Die Radioastronomie bringt erstaunliche Details zu Tage. Mit dem Radioteleskop Effelsberg bei Bad Münstereifel tragen deutsche Wissenschaftler seit mehreren Jahrzehnten wesentliche Daten zu der Forschungsarbeit bei. Vor 35 Jahren ging die voll bewegliche Antennenschüssel mit 100 Metern Durchmesser in Betrieb.

Von Mathias Schulenburg | 12.05.2006
    Als die weiße Riesenschüssel am 12. Mai 1971 in Effelsberg in der Eifel eingeweiht wurde, erregte die kühne Konstruktion großes öffentliches Aufsehen.

    "Es war weltweit das größte frei bewegliche Radioteleskop, und das für drei Jahrzehnte,"

    sagt heute Norbert Junkes vom Bonner Institut für Radioastronomie der Max-Planck-Gesellschaft.

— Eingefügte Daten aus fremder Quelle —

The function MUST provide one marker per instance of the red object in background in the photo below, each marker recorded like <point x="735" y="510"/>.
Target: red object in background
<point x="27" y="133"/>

    "Seit nunmehr sechs Jahren haben wir Konkurrenz, unsere amerikanischen Kollegen haben ein Radioteleskop der gleichen Klasse, also auch der 100-Meter-Klasse, gebaut, das von der Oberfläche her geringfügig größer ist. Aber die beiden, jedes auf seiner Seite, des Atlantiks, sind auch im internationalen Netzwerk die begehrtesten Partner."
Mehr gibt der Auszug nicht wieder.